While the entry of Lulu into the operatic repertoire was a matter of time, its re-emergence as a two-act torso has been more unexpected. The reasons are largely speculative, though Zurich, host to the première of the unfinished work in 1937, can claim a degree of authenticity for the present staging. Apparently director Sven-Eric Bechtolf knew nothing of the opera beforehand: that is not in itself a problem, as creating an interpretative context from scratch can lead to a radical reappraisal. It can also lead to a morass of dramatic clichés – which, sadly, is what happens here.

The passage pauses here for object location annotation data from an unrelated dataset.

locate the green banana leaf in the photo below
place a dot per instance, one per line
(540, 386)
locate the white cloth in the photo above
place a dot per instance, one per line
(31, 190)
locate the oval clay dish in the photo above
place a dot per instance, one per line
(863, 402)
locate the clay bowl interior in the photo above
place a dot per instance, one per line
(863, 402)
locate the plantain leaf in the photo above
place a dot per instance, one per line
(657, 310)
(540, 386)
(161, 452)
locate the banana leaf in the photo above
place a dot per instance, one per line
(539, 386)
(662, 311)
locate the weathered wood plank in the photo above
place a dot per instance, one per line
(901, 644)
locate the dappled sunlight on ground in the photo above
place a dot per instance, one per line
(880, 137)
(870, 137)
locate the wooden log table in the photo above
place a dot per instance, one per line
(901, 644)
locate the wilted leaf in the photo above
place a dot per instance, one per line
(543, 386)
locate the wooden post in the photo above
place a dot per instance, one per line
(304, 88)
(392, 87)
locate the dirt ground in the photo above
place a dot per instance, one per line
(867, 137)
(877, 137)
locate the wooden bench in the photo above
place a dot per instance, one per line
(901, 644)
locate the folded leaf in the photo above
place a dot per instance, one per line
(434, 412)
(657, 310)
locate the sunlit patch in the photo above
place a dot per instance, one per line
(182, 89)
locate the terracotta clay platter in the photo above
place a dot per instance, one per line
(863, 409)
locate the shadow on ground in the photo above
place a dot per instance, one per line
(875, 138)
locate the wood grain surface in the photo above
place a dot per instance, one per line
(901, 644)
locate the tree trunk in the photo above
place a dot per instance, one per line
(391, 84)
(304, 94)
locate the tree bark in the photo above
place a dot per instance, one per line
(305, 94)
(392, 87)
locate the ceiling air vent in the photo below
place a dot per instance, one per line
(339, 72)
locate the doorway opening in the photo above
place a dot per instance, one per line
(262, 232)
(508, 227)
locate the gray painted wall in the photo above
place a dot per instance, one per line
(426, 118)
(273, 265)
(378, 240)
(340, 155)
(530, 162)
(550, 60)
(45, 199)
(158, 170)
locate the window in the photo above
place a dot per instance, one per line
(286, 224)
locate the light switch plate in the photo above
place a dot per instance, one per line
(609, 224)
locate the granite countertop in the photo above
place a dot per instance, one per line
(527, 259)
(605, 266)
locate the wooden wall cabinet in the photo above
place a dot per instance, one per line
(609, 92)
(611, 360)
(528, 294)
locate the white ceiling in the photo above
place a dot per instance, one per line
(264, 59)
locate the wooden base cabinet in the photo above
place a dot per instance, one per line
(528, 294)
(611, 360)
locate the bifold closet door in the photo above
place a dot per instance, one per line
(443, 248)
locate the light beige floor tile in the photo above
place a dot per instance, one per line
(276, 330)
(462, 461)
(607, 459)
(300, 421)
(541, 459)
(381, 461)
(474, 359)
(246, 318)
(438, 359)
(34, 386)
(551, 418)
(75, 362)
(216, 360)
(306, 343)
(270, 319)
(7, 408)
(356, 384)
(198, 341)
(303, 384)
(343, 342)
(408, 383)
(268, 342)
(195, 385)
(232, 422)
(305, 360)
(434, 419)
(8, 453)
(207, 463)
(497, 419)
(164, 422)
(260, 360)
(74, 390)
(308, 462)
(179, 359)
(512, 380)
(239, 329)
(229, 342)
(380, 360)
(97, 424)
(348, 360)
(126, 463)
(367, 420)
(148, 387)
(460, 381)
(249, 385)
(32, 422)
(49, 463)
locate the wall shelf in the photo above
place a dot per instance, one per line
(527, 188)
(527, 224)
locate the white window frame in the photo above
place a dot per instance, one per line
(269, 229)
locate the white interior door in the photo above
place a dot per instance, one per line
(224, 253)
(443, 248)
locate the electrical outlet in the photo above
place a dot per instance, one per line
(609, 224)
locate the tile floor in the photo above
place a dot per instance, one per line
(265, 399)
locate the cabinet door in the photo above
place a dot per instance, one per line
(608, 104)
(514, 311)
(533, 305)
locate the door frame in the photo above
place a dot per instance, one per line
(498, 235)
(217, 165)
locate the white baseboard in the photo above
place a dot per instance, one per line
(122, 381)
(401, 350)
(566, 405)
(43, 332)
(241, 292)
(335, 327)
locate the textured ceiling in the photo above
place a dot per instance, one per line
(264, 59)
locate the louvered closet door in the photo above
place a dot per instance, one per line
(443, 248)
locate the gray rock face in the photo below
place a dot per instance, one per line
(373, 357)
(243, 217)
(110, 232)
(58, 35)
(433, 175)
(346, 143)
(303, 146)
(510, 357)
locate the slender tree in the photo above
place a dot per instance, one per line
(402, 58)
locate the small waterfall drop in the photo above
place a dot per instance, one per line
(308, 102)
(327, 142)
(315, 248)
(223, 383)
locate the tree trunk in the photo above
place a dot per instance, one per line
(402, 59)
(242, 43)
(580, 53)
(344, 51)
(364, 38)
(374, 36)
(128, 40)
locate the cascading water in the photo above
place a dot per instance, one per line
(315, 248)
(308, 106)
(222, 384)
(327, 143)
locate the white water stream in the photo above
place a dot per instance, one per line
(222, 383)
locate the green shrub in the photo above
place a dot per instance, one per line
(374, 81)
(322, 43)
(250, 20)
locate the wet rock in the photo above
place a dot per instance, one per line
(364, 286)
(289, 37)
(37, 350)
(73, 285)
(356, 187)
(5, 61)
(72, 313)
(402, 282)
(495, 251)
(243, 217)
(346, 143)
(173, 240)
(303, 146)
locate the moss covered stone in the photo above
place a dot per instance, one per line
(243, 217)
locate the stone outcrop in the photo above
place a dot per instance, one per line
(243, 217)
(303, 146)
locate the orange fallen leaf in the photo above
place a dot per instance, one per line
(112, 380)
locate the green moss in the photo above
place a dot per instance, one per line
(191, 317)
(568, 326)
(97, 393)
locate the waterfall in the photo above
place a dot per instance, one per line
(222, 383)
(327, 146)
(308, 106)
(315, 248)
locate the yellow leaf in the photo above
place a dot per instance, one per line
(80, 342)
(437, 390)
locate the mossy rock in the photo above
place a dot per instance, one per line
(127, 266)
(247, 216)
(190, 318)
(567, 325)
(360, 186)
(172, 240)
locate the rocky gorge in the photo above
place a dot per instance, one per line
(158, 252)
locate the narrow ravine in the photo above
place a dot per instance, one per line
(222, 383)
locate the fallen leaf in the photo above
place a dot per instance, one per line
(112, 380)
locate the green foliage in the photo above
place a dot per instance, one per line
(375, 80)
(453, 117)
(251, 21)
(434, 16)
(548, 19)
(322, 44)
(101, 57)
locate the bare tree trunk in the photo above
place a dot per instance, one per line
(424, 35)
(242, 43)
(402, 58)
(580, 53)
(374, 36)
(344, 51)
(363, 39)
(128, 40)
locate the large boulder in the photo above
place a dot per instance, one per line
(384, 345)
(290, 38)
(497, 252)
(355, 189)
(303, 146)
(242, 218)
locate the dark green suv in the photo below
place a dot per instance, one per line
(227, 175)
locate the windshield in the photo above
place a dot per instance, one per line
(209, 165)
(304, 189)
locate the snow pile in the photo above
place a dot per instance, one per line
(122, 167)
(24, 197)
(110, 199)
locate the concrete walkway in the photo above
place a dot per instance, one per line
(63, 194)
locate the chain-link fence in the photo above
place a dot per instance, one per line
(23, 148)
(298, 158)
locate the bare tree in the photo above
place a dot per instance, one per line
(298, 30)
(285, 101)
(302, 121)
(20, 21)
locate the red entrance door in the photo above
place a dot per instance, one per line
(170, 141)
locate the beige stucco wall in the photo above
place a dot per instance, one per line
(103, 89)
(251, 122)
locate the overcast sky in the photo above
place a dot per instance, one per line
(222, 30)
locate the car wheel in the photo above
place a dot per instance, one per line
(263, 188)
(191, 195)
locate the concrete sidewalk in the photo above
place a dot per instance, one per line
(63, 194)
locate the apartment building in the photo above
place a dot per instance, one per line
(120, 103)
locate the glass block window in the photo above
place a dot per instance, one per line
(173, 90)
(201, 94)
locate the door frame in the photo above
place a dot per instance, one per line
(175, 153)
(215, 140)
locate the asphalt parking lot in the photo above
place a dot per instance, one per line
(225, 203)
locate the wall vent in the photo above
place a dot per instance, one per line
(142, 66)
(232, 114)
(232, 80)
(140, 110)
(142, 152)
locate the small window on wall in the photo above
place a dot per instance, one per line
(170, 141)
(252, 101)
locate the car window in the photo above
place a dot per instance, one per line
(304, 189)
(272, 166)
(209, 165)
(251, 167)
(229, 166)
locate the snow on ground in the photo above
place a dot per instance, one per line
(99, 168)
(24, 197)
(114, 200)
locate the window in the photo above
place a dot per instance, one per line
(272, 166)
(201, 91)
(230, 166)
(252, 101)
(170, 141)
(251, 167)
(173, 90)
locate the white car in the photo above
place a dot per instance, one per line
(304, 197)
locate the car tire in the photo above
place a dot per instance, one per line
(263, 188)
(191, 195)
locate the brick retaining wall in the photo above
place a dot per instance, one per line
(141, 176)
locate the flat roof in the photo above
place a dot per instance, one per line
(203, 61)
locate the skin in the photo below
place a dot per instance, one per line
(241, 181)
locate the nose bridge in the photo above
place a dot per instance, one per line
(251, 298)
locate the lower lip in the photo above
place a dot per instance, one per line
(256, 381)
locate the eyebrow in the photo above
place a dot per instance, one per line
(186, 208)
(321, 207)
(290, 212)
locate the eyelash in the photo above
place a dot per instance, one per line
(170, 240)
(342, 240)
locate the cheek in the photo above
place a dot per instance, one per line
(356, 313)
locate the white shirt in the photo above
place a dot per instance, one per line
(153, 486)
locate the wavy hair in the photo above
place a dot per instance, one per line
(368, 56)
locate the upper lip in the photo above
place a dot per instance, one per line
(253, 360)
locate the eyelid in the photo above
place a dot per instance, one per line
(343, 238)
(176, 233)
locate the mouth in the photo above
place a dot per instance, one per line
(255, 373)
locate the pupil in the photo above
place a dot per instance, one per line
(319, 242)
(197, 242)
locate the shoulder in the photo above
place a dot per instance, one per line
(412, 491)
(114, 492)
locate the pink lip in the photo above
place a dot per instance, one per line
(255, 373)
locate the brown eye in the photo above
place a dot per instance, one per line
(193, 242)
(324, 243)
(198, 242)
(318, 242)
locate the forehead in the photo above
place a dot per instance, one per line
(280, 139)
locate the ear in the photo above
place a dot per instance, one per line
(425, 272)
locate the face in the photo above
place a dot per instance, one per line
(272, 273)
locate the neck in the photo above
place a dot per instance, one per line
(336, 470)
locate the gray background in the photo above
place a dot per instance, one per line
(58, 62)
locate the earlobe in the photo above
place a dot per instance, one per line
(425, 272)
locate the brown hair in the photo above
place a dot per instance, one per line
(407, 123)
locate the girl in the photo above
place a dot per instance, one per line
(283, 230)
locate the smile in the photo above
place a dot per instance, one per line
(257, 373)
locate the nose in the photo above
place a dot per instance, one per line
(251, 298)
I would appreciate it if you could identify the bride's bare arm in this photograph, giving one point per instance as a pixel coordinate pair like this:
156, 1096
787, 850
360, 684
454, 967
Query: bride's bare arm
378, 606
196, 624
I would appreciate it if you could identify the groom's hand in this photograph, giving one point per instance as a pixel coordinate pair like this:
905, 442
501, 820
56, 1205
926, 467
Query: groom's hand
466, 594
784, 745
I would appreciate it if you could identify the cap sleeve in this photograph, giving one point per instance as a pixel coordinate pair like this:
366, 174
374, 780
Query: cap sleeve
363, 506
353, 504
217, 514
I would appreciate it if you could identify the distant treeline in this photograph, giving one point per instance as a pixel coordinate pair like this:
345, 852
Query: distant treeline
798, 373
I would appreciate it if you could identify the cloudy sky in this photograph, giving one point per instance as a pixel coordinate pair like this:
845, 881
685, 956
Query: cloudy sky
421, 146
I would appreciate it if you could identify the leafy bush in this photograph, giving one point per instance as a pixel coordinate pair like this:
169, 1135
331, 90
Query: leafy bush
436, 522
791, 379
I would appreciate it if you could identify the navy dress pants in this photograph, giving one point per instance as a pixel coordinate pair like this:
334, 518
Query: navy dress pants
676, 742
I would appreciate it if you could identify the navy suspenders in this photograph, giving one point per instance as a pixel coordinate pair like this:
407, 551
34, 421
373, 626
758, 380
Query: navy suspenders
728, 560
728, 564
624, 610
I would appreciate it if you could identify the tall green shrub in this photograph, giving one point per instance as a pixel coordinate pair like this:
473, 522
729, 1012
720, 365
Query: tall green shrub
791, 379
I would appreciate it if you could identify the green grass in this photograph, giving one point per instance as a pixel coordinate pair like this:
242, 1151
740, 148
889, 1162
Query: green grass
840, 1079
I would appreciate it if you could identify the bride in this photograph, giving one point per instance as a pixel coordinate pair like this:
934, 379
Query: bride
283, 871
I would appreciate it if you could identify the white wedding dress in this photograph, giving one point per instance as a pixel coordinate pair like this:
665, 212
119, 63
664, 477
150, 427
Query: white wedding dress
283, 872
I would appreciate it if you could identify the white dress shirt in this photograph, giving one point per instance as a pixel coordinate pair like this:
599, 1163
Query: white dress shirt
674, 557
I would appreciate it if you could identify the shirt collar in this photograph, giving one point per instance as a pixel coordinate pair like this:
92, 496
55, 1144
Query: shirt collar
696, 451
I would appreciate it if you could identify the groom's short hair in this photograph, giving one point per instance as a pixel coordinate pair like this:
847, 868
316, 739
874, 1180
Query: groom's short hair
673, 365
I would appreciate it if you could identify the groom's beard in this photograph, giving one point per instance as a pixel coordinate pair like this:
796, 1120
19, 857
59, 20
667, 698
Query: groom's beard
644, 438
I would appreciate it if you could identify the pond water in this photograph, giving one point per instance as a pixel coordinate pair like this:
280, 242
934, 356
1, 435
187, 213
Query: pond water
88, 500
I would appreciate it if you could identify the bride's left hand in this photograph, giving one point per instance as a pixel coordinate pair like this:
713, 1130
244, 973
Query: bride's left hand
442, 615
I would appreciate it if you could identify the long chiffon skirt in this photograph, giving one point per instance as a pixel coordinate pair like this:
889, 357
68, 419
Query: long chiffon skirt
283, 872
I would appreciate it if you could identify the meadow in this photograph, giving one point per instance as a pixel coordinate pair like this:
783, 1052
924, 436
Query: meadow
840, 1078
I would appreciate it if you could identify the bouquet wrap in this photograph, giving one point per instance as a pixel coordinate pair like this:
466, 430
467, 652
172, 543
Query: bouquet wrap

The issue of child abuse is not new to opera production (as fans of Hänsel und Gretel will know), and it can be inferred directly from Wedekind’s plays. Berg’s opera, however, is no more about child abuse per se than it is about the femme fatale, bourgeois excess or any other factor motivating the work at a conceptual rather than dramatic level. Thus the appearance of a mute, other-worldly girl during Lulu’s confrontations with Dr Schön – ostensibly representing the age at which abuse stunted her emotional development, but a crude and simplistic device in terms of the drama being played out on stage.
Similarly, the replacement of Act 2’s filmic interlude with a psychological depiction of child abuse: designed, no doubt, to open out the drama into another dimension – but, in context, having all the provocative insight of a soft-porn movie. Perhaps Bechtolf’s approach would have had greater conviction but for the risible set and costume designs. The action takes place within what looks to be an art deco department store, Lulu’s portrait rendered as an ‘enhanced’ dummy of perspex modules. Male characters are made-up to look like chorus-line extras from Cabaret, giving the production a camp Expressionist feel at odds with its striving for emotional truth.
This is a pity, as the performance is often excellent. Laura Aikin, more a character-singer such as Anja Silja than one with the stylistic poise of Christine Schäfer, is a Lulu musically accurate and vocally alluring – dispatching the most demanding passages with impressive control. Peter Straka finds compassion behind Alwa’s indolence, Cornelia Kallisch is a warmly uncomprehending Geschwitz, and Steve Davislim manages the Painter’s awkward tessitura with comparative ease. Conversely, Alfred Muff is a singularly dreary Schön, barking out the part with little heed as to dynamics or phrasing, while Guido Götzen’s Schigolch is a wheelchair-bound cyborg of no emotional resonance. Franz Welser-Möst gets generally persuasive playing from his Zurich forces, though his tendency to slow up at key musical and dramatic points – such as the Act 1 interlude and Lulu’s Act 2 ‘Lied’ – implies a sectional approach which detracts from the music’s fluid and organic underlying progress.
The widescreen picture format has both clarity and realism, while the stereo sound has a believable stage spread. Subtitles are included in five European languages. Rainer E Moritz’s documentary elaborates on the thinking behind the production and the merits of staging the unfinished opera to a greater if far from convincing degree. Those wanting the opera on DVD are advised to wait until Graham Vick’s Glyndebourne production (listed above on VHS) is made available: hardly revelatory as a staging, admittedly, but doing justice to Berg’s opera in a way to which Bechtholf’s conception never comes close.